Il procuratore capo di Perugia, Raffaele Cantone, ha confermato l’apertura del fascicolo, sottolineando però che il contenuto dell’iscrizione e il registro in cui è stata disposta non possono essere divulgati, poiché coperti dal segreto investigativo. Questo dettaglio, se da un lato limita la possibilità di conoscere i dettagli operativi dell’inchiesta, dall’altro evidenzia la delicatezza di un caso che tocca da vicino i vertici dell’intelligence e della magistratura romana.

Al centro della vicenda ci sono le informative di intelligence, in particolare quelle dell’Aisi (Agenzia informazioni e sicurezza interna), che sarebbero state divulgate in modo improprio durante l’indagine su Caputi.
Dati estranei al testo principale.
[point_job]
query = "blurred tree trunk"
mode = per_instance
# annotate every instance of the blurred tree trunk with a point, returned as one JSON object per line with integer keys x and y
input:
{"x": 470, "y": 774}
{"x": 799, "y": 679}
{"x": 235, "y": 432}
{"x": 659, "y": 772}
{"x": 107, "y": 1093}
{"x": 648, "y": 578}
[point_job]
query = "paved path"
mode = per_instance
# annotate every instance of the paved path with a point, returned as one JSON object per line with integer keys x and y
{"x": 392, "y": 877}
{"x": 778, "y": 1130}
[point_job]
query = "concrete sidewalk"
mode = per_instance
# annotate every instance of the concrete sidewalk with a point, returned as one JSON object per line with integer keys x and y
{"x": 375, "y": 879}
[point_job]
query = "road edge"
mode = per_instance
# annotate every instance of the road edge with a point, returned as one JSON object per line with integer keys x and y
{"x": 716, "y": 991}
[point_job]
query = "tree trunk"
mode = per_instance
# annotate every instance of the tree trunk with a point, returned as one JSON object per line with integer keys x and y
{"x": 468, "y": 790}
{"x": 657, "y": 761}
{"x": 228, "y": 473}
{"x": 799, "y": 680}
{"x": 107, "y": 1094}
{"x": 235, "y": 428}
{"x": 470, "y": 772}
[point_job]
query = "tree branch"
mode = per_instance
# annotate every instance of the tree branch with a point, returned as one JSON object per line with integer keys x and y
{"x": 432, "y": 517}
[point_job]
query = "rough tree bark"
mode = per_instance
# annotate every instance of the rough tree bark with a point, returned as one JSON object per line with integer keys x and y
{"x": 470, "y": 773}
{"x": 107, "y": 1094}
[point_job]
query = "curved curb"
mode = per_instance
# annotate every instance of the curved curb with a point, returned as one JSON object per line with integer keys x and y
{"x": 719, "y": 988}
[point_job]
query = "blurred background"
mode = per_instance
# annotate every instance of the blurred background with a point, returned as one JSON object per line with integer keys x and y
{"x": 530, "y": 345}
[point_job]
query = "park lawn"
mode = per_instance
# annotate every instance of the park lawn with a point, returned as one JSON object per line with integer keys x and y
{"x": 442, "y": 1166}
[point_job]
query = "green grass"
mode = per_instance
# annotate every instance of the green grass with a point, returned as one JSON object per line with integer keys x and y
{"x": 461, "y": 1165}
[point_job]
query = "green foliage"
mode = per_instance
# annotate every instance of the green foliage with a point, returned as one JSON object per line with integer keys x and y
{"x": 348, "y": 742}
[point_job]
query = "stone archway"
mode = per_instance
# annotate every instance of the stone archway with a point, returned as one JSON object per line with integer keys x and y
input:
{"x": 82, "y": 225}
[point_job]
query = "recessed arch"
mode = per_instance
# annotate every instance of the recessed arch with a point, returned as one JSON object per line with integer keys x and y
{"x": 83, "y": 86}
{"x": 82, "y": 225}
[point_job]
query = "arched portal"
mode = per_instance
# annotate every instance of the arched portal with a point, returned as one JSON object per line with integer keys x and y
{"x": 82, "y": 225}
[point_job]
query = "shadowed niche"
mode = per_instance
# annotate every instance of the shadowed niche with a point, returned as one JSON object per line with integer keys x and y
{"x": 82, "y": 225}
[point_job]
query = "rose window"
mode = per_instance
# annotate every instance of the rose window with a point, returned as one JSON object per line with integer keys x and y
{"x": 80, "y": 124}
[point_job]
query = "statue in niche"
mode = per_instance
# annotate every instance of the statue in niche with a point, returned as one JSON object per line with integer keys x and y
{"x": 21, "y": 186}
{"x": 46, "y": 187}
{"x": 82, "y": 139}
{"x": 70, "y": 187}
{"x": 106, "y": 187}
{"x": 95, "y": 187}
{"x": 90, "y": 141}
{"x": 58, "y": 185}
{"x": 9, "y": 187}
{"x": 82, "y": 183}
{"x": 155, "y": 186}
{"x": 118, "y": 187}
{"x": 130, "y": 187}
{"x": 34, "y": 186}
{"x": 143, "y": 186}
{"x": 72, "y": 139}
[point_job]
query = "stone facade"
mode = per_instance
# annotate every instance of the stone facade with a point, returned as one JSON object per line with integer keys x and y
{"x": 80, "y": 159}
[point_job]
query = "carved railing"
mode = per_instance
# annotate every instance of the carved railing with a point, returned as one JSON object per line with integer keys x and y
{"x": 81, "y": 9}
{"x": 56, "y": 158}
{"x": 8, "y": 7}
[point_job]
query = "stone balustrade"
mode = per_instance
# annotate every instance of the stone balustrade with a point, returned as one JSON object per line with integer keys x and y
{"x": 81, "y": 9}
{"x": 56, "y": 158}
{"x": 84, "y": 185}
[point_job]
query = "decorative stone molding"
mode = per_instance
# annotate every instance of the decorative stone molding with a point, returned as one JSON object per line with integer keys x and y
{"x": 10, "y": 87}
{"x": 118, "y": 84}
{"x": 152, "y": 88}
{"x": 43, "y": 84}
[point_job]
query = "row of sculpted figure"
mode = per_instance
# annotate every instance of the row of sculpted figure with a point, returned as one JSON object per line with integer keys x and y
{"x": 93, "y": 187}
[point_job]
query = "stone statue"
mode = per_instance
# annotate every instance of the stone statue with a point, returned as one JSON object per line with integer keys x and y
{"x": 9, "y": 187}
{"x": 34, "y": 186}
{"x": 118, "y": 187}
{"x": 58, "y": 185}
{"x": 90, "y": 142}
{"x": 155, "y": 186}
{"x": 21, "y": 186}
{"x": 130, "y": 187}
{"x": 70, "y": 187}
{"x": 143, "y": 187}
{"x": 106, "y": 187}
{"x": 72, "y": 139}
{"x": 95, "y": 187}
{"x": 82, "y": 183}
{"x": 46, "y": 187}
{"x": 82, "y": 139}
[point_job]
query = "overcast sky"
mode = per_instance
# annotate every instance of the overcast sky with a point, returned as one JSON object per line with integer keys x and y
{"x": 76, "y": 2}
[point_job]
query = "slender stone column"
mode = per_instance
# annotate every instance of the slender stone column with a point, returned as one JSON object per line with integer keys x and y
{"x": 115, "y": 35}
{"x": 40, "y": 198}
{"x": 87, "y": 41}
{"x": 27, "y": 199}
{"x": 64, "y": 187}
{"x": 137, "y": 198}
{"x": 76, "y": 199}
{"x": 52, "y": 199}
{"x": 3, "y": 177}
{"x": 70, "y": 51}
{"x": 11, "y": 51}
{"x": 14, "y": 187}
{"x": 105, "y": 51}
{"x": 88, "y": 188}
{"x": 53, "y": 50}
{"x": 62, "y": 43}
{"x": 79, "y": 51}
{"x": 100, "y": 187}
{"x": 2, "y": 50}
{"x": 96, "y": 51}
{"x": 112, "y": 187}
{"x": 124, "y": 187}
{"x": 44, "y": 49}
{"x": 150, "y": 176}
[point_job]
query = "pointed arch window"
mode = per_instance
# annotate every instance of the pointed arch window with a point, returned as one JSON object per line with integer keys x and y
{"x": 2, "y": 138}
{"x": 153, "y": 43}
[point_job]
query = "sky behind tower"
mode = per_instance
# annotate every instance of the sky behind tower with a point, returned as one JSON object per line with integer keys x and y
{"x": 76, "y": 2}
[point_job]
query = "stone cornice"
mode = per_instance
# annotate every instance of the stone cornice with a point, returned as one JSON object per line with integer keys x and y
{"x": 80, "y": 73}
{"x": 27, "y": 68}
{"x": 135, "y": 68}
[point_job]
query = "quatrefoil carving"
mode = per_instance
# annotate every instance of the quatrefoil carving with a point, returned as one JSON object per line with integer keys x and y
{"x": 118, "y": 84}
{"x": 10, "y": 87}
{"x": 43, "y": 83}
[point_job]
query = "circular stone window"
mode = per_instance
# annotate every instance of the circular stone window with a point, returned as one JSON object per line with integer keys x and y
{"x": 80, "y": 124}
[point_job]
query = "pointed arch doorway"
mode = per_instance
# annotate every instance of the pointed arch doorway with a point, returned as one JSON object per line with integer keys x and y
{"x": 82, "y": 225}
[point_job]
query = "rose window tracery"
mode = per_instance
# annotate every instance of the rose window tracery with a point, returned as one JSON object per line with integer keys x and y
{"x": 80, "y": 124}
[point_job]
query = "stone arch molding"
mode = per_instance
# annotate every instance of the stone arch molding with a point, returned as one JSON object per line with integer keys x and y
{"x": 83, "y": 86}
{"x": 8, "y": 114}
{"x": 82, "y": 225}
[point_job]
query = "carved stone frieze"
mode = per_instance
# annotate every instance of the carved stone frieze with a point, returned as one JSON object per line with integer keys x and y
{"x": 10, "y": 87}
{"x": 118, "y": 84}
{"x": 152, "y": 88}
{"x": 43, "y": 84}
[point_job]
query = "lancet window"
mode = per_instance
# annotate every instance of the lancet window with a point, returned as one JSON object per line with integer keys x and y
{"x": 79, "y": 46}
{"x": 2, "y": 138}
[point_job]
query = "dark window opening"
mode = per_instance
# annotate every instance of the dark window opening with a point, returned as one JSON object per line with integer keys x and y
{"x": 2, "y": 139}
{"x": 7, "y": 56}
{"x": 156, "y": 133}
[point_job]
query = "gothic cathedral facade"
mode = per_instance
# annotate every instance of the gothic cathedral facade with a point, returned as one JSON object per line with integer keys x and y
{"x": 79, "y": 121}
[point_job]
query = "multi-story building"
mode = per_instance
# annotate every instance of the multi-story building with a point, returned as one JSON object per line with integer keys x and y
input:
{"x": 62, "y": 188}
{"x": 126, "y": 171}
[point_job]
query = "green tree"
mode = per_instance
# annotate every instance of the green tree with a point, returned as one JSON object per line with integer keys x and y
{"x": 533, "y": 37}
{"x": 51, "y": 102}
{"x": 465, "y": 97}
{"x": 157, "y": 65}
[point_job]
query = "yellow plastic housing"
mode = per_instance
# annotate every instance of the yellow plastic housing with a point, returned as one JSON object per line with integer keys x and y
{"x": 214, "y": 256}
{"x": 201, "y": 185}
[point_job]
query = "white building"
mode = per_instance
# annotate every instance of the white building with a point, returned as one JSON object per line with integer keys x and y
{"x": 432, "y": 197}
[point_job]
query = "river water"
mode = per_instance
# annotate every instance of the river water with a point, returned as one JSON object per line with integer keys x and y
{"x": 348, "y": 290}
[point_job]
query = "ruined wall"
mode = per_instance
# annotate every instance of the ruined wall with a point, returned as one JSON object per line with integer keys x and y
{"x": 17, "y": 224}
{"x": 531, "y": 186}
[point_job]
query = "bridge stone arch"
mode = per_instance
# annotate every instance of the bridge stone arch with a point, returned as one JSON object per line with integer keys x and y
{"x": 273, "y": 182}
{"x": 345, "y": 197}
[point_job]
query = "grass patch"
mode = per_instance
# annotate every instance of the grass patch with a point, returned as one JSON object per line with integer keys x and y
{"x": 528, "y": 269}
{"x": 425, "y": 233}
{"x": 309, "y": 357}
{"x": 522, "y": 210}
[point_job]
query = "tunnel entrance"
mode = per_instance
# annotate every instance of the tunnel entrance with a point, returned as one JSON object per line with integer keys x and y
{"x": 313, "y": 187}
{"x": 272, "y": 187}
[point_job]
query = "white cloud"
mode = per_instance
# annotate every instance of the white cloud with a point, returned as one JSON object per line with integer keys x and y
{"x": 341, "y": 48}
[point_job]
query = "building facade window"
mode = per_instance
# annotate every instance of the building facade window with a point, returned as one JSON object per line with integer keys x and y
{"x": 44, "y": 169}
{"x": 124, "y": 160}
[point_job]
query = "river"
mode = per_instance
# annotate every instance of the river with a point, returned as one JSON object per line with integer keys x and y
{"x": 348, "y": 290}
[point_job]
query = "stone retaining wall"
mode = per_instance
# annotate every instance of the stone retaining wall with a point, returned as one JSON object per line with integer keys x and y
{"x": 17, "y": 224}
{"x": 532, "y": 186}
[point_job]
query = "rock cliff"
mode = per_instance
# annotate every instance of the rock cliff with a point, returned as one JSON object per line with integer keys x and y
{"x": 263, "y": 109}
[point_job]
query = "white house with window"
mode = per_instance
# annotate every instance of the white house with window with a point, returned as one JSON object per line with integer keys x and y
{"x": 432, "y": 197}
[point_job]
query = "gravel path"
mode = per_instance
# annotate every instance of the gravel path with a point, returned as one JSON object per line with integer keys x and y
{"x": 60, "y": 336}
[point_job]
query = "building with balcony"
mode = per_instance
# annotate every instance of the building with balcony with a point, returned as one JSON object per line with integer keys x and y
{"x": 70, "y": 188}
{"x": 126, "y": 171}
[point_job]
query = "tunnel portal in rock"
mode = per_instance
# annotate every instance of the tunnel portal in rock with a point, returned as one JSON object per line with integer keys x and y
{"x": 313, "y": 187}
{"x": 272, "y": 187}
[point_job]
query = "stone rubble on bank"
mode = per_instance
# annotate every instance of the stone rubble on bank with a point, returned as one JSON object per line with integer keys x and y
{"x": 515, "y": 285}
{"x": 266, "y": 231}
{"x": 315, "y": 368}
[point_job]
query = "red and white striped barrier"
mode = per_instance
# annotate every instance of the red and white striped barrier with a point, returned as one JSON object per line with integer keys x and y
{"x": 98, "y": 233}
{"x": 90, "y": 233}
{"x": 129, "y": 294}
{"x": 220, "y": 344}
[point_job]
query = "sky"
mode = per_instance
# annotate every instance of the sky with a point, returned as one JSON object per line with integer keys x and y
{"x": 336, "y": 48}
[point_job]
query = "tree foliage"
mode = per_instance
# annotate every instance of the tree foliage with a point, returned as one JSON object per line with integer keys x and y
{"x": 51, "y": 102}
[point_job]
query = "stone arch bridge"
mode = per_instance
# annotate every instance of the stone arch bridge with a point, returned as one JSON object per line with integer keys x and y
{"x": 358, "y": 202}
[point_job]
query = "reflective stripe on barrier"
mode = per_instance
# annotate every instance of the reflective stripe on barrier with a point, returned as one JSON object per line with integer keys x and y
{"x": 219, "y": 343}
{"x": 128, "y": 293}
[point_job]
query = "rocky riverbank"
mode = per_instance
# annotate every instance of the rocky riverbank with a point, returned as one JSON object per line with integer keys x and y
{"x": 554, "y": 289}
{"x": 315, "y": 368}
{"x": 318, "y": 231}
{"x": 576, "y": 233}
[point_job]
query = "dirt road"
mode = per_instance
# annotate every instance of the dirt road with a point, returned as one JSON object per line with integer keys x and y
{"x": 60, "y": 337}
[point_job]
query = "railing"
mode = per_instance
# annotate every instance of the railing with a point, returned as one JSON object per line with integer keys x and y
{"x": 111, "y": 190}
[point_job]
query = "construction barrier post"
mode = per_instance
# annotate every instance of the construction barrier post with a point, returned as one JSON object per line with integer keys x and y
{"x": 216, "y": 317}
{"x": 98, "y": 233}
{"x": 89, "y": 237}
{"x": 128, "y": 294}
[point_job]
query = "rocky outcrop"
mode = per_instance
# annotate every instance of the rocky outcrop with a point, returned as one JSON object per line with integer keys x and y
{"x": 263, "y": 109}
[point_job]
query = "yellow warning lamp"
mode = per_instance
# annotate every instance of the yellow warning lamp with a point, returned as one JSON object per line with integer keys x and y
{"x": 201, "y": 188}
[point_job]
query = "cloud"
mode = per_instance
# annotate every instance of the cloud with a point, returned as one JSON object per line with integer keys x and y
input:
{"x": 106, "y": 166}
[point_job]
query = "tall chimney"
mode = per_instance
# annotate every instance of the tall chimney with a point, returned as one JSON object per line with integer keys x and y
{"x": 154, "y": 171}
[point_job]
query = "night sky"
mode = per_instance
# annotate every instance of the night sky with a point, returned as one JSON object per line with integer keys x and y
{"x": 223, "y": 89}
Il Dis, nel suo esposto, ha sollevato il sospetto che tali informazioni riservate siano state trattate con leggerezza, ipotizzando una violazione del segreto d’ufficio. La Procura di Perugia, chiamata a indagare proprio su questa presunta rivelazione di segreti, dovrà ora accertare se ci siano state responsabilità da parte dei pm romani.

Il caso Caputi, già di per sé complesso, si arricchisce così di un ulteriore tassello giudiziario che mette in luce le tensioni tra i servizi segreti e la magistratura. Da una parte, il Dis sembra voler difendere l’integrità delle proprie informazioni, spesso cruciali per la sicurezza nazionale; dall’altra, i pm di Roma sono chiamati a rispondere di un’eventuale gestione poco trasparente di atti sensibili.